Hey all. I’m very happily married and expecting my first child. I truly love my wife and want nothing more. I’ve done well in phasing this behavior out of my life. I’ve had ups and downs but I’m proud of how far I have come. I feel helpless and overwhelmed by physical withdrawal and urges to return sometimes. I truly hate the feeling and hated any time I’ve relapsed into watching or even just master-bating without watching anything. I’m having a hard week with withdrawals but really trying. I feel like a terrible and selfish person. I don’t ever want to hurt my wife in any way. It hurts me a great deal too. I just want it to go away forever. I feel like it won’t let me express how deeply I love and care for my wife and myself. I don’t want her to think I ever want anyone else. I don’t understand how I can feel like I’ve hit the lottery in real life but the urges persist. I really really hate it. If anyone has had any success in dealing with withdrawal I’d love to hear how. Or any thoughts in general are always welcome. Thanks all!!
Have you tried using blocks on your phone/computer? Sometimes it’s just that whole “out of sight, out of mind”
I have and after good behavior took them off..... perhaps I do need to resume. I haven’t been out of control like before but I don’t want to even tempt getting into it again. It makes me nauseous to even think of it
I think putting them back on is a good idea. Taking them off after good behavior makes no sense to me—you still don’t want to access/watch P so there’s no problem with not having it available ever.
The withdrawals get easier from my understanding but I'm sure @Mourde can give you some tips he's found helpful on his journey so far
Meditation helps it dont have to be long, short ones are very good and keeping yourself busy. Letting your mind wonder is very bad cause those urges seem to take over then! Exercising is also great and taking a nice walk and enjoying the scenery is a great way too! Boredom is the urges best friend so keeping busy and finding a hobby is good too from what I hear. Good luck and stay positive!

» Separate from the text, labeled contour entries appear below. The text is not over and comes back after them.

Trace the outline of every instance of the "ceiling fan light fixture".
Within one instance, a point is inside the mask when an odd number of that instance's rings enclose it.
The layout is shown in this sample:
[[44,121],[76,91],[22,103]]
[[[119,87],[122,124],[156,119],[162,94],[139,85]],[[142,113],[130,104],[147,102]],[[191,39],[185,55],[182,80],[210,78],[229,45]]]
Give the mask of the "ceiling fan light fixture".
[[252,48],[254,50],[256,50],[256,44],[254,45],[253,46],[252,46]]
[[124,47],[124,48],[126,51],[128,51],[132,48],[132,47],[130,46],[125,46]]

The part of you that is the real 'you' is the part that sees and appreciates how lucky you are to have your amazing life. The other part, the addict, does not care at all about having a fantastic wife or anything else. All the addict cares about is getting that dopamine hit. The longer you starve the addiction, the more desperate it gets so the harder it tries to get you to fall back. But, while this is happening, it's becoming weaker and weaker. Hang in there and know that, right now, 'you' are in control, not the addict. I know the urges are tough sometimes, but they will get easier the longer you stay committed to recovery. @Mourde has some good advice, and so does @SOofanaddict. Maybe read through their journals at times when you're struggling. Keep going. You can do this.